The community’s reaction has been “amazing,” Abby Kotula said. She was also pleased to see how “the teacher really care. They’ve kept me going last few weeks.” She advised everyone to get out of the house as much as they can and enjoy the beauty of the Island. “Sit in the grass. Stare at the sky.”

Appreciating what you have is also on Lyng Coyne’s agenda. The class salutatorian advised her fellow Islanders to, “Enjoy life. Enjoy the moments,” and expressed gratitude to her community and teachers, noting it was “incredible how they’ve helped us.”

Audrey Wood told the gathering that she was not doing “great,” and has been “struggling through this.” But her family has been “very supportive,” and so have her teachers.

Helping her through the period of isolation are “seeing my chickens, and cats and family.”

Lauren Gurney also expressed the difficulties of losing the last months of school, and especially playing the sport she loves, softball, because all school sports have been canceled. “It’s been tough,” but she’s staying positive, she said, and advised everyone to “stay safe and keep being positive.”

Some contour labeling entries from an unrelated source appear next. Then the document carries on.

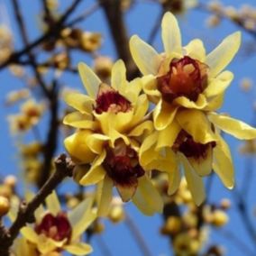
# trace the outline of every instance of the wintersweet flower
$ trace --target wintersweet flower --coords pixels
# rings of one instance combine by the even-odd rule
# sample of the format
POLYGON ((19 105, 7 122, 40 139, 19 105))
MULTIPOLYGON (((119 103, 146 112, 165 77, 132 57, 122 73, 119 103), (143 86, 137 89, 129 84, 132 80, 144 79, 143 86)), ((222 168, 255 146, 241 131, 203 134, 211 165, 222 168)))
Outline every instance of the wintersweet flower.
POLYGON ((141 80, 128 82, 121 60, 113 67, 111 87, 86 64, 78 69, 88 96, 67 95, 66 102, 78 111, 64 118, 64 123, 78 128, 64 142, 77 163, 75 178, 84 186, 97 185, 99 215, 107 214, 113 187, 123 202, 132 199, 144 214, 161 212, 161 198, 138 154, 153 129, 145 117, 149 102, 140 95, 141 80))
MULTIPOLYGON (((41 255, 56 255, 54 253, 61 251, 75 255, 91 253, 91 246, 79 240, 96 217, 96 212, 91 209, 92 204, 92 198, 87 198, 72 211, 65 213, 61 210, 56 193, 50 194, 46 198, 47 210, 43 207, 36 210, 35 224, 21 230, 23 236, 31 244, 31 247, 23 247, 23 250, 32 251, 36 249, 41 255)), ((25 243, 24 241, 20 242, 25 243)))
POLYGON ((166 129, 180 108, 215 111, 222 105, 233 78, 230 71, 222 71, 241 42, 241 33, 233 33, 206 55, 199 39, 182 47, 178 22, 170 13, 163 16, 161 28, 162 53, 137 35, 130 41, 133 58, 145 76, 143 90, 157 104, 153 111, 157 130, 166 129))

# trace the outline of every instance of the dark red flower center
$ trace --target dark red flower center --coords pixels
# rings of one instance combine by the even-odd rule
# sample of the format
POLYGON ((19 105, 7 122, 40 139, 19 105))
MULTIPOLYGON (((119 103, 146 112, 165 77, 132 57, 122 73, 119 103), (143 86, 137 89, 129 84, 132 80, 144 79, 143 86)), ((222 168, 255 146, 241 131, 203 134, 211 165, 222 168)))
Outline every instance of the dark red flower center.
POLYGON ((100 86, 95 105, 96 114, 104 112, 125 113, 131 108, 131 102, 119 94, 118 91, 105 84, 100 86))
POLYGON ((163 99, 171 103, 178 96, 197 101, 198 95, 206 87, 207 66, 188 56, 174 59, 169 71, 158 78, 158 88, 163 99))
POLYGON ((181 131, 176 139, 173 145, 175 151, 182 152, 187 158, 206 158, 208 149, 215 148, 215 142, 211 142, 206 144, 196 142, 192 136, 187 133, 185 131, 181 131))
POLYGON ((136 185, 137 178, 145 173, 139 163, 137 152, 123 141, 117 141, 114 149, 106 149, 103 165, 114 182, 124 187, 136 185))
POLYGON ((59 213, 57 216, 50 213, 46 214, 34 229, 38 234, 44 234, 55 241, 62 241, 67 238, 67 242, 69 242, 71 238, 72 227, 67 215, 63 212, 59 213))

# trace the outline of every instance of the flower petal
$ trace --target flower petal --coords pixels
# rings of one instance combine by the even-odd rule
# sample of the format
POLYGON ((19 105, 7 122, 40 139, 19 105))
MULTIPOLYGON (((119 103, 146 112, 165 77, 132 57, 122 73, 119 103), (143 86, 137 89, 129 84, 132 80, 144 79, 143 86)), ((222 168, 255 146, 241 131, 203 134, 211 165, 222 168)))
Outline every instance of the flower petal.
POLYGON ((69 244, 69 245, 65 245, 64 250, 71 253, 72 255, 87 255, 89 254, 93 251, 92 247, 84 242, 77 242, 69 244))
POLYGON ((184 167, 184 174, 187 183, 187 187, 197 206, 200 206, 206 198, 203 179, 195 173, 187 159, 183 154, 178 153, 178 156, 184 167))
POLYGON ((79 184, 83 186, 95 185, 105 177, 105 170, 101 166, 105 158, 105 151, 95 159, 88 172, 80 179, 79 184))
POLYGON ((54 216, 61 212, 61 206, 54 190, 46 197, 45 202, 47 208, 54 216))
POLYGON ((161 37, 165 51, 182 54, 181 35, 177 19, 171 13, 166 13, 161 22, 161 37))
POLYGON ((219 74, 233 59, 241 44, 241 32, 227 36, 219 46, 206 56, 206 63, 210 68, 210 78, 219 74))
POLYGON ((63 119, 63 123, 80 129, 96 130, 98 128, 98 123, 92 121, 91 114, 80 112, 68 114, 63 119))
POLYGON ((233 78, 233 75, 230 71, 222 72, 215 78, 204 91, 206 97, 213 97, 223 94, 228 87, 233 78))
POLYGON ((186 108, 203 109, 207 105, 207 101, 203 94, 199 94, 197 101, 189 100, 186 96, 179 96, 174 100, 174 104, 180 105, 186 108))
POLYGON ((143 75, 157 75, 161 58, 157 51, 137 35, 130 40, 133 59, 143 75))
POLYGON ((192 59, 197 59, 201 62, 206 60, 206 49, 204 43, 199 39, 194 39, 189 41, 189 43, 184 47, 185 54, 192 59))
POLYGON ((224 132, 232 134, 240 140, 251 140, 256 138, 256 129, 234 118, 211 112, 209 120, 224 132))
POLYGON ((90 163, 96 158, 96 154, 87 144, 87 137, 92 133, 89 130, 80 130, 64 141, 65 148, 74 160, 81 163, 90 163))
POLYGON ((162 198, 151 181, 143 176, 138 178, 138 182, 136 193, 132 199, 134 205, 146 215, 161 213, 162 198))
POLYGON ((181 128, 178 122, 172 122, 164 130, 159 132, 159 138, 156 149, 171 147, 177 139, 181 128))
POLYGON ((112 189, 113 181, 108 176, 105 176, 105 179, 97 186, 98 216, 105 216, 108 214, 112 200, 112 189))
POLYGON ((219 136, 219 141, 214 148, 215 161, 213 169, 219 176, 224 185, 232 189, 234 185, 234 171, 229 147, 219 136))
POLYGON ((216 140, 210 122, 201 111, 195 109, 178 111, 177 120, 196 142, 206 144, 216 140))
POLYGON ((159 131, 165 129, 174 119, 178 106, 160 100, 153 112, 155 128, 159 131))
POLYGON ((78 64, 78 72, 89 96, 96 97, 98 87, 102 83, 94 71, 85 63, 78 64))
POLYGON ((126 69, 122 59, 117 60, 113 68, 111 73, 111 87, 123 95, 125 92, 126 84, 126 69))
POLYGON ((72 226, 71 241, 76 241, 96 219, 96 214, 92 210, 93 198, 81 202, 69 213, 69 220, 72 226))
POLYGON ((79 93, 66 94, 65 102, 82 114, 90 114, 93 110, 94 99, 90 96, 79 93))

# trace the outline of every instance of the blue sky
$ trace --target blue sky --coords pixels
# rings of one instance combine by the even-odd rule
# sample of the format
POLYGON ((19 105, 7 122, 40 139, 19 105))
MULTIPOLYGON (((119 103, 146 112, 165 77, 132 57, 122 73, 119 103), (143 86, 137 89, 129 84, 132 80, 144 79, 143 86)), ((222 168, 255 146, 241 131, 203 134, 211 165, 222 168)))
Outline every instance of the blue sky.
MULTIPOLYGON (((22 2, 22 1, 21 1, 22 2)), ((27 23, 28 30, 30 32, 31 38, 35 38, 38 33, 38 28, 40 26, 38 18, 38 5, 39 1, 30 1, 29 5, 23 4, 23 12, 25 15, 25 21, 27 23), (36 11, 35 11, 36 10, 36 11)), ((83 11, 87 6, 90 6, 95 1, 87 0, 84 1, 82 7, 78 12, 83 11)), ((205 2, 205 1, 204 1, 205 2)), ((223 1, 225 5, 233 5, 234 1, 223 1)), ((255 1, 235 1, 235 5, 239 6, 244 2, 251 4, 256 7, 255 1)), ((0 0, 0 3, 5 3, 8 9, 11 27, 13 29, 14 34, 15 35, 15 46, 17 48, 21 47, 21 41, 19 39, 19 34, 17 33, 17 28, 14 26, 13 20, 13 14, 10 12, 8 1, 0 0), (6 3, 5 3, 6 2, 6 3)), ((65 3, 66 4, 66 3, 65 3)), ((1 5, 0 5, 1 6, 1 5)), ((155 18, 158 16, 160 9, 156 7, 155 5, 145 5, 140 4, 138 7, 132 9, 126 14, 126 22, 129 25, 129 33, 139 34, 142 38, 147 39, 150 33, 151 28, 153 26, 155 18)), ((197 10, 189 11, 183 16, 178 17, 184 44, 187 43, 191 39, 200 38, 205 41, 206 50, 209 51, 214 49, 217 44, 228 34, 235 32, 238 28, 232 24, 229 21, 224 21, 221 26, 214 29, 208 29, 205 24, 205 20, 207 17, 206 14, 203 14, 197 10)), ((3 19, 3 18, 2 18, 3 19)), ((1 17, 0 17, 1 22, 1 17)), ((4 21, 5 22, 5 21, 4 21)), ((105 23, 103 14, 97 11, 95 14, 89 17, 86 22, 82 23, 82 28, 88 31, 99 31, 103 32, 105 38, 105 44, 100 50, 100 53, 105 55, 110 55, 114 58, 114 50, 111 40, 109 39, 109 32, 106 24, 105 23)), ((255 92, 250 94, 242 93, 239 87, 240 80, 244 77, 251 78, 255 80, 255 52, 251 53, 251 56, 244 55, 244 46, 250 42, 253 41, 252 38, 246 32, 242 32, 242 43, 239 54, 232 64, 228 67, 228 69, 233 71, 235 75, 233 85, 228 88, 225 96, 225 102, 222 108, 223 112, 229 113, 232 116, 245 121, 247 123, 251 123, 253 118, 252 113, 252 102, 254 101, 255 92)), ((160 34, 157 35, 154 46, 161 50, 161 41, 160 34)), ((85 61, 87 64, 91 64, 90 59, 83 54, 76 54, 74 59, 74 63, 85 61)), ((82 84, 79 78, 75 75, 67 75, 61 78, 61 80, 69 87, 82 89, 82 84)), ((1 94, 0 94, 0 118, 3 121, 1 124, 1 142, 0 147, 0 174, 5 175, 6 173, 16 173, 18 169, 18 160, 16 158, 15 151, 15 139, 12 138, 8 130, 8 123, 6 121, 6 114, 8 113, 13 113, 16 108, 6 109, 4 105, 5 95, 10 90, 10 88, 21 88, 23 84, 16 78, 10 76, 8 71, 4 71, 0 73, 1 81, 1 94)), ((46 117, 47 118, 47 117, 46 117)), ((254 121, 254 123, 256 121, 254 121)), ((43 131, 45 129, 45 124, 41 126, 41 129, 43 131)), ((31 135, 28 135, 30 138, 31 135)), ((238 147, 241 142, 230 136, 225 136, 229 145, 231 146, 231 151, 233 156, 235 170, 236 170, 236 183, 239 187, 242 183, 242 178, 244 175, 246 158, 241 157, 238 154, 238 147)), ((252 177, 252 184, 255 182, 255 173, 252 177)), ((252 211, 253 206, 255 206, 255 188, 251 188, 251 197, 249 197, 249 202, 251 206, 251 210, 252 211), (254 191, 253 191, 254 189, 254 191), (254 197, 253 197, 254 195, 254 197)), ((221 181, 215 177, 214 179, 214 186, 211 190, 210 199, 213 202, 218 202, 223 197, 232 198, 232 191, 228 191, 221 184, 221 181)), ((141 230, 145 241, 147 242, 149 248, 152 251, 152 255, 169 255, 169 244, 168 239, 159 235, 159 228, 161 224, 160 216, 146 217, 143 216, 138 210, 128 204, 125 206, 127 211, 134 223, 138 225, 141 230)), ((235 207, 230 211, 231 213, 231 222, 225 229, 232 231, 242 237, 242 240, 251 248, 251 242, 244 231, 242 224, 241 218, 239 217, 235 207)), ((255 224, 255 218, 253 220, 255 224)), ((107 246, 113 251, 113 255, 142 255, 136 243, 133 240, 133 236, 125 224, 121 224, 118 225, 112 225, 106 222, 105 233, 103 235, 103 239, 107 246)), ((218 232, 213 231, 210 234, 209 242, 218 242, 226 248, 226 255, 242 256, 244 255, 242 251, 239 251, 237 248, 227 240, 224 239, 223 236, 219 234, 218 232)), ((95 252, 92 255, 100 256, 101 251, 98 248, 97 239, 93 240, 93 245, 95 247, 95 252)))

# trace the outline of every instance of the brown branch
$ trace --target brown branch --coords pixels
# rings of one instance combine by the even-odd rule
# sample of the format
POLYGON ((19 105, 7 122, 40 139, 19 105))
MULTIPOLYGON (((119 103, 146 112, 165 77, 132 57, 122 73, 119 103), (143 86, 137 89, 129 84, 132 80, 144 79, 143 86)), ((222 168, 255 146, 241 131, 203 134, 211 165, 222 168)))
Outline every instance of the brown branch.
POLYGON ((125 62, 128 79, 134 78, 139 71, 129 50, 129 39, 121 8, 121 1, 98 0, 98 3, 105 14, 117 55, 125 62))
POLYGON ((45 198, 58 187, 58 185, 67 177, 71 177, 74 164, 65 154, 59 155, 55 160, 56 171, 42 186, 33 199, 25 203, 23 202, 17 217, 8 230, 0 229, 0 255, 9 256, 9 249, 14 240, 19 234, 20 230, 27 224, 34 221, 34 211, 40 206, 45 198))

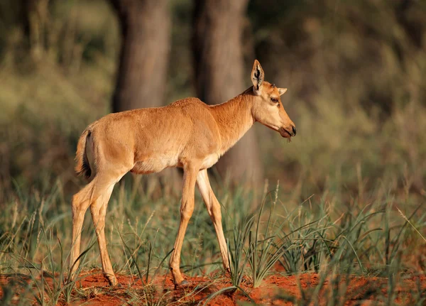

Ms. Coyne and Ms. Gallagher had a bit of fun poked at them by classmate Lucas Quigley-Dunning, who said “he was offended” that they had not credited him with achieving their high academic honors after he had “helped them with all the work.

Mr. Quigley-Dunning said it “was awesome to live on Shelter Island,” and to have “real relationships” with teachers and classmates.

Board members and Mr. Doleger praised the students for their dedication and spirit. Chief Read said he understood the difficulties they had to face, and that it was not easy “making decisions to close places down.” He congratulated them and asked that if they, or any community member “need anything, please ask.”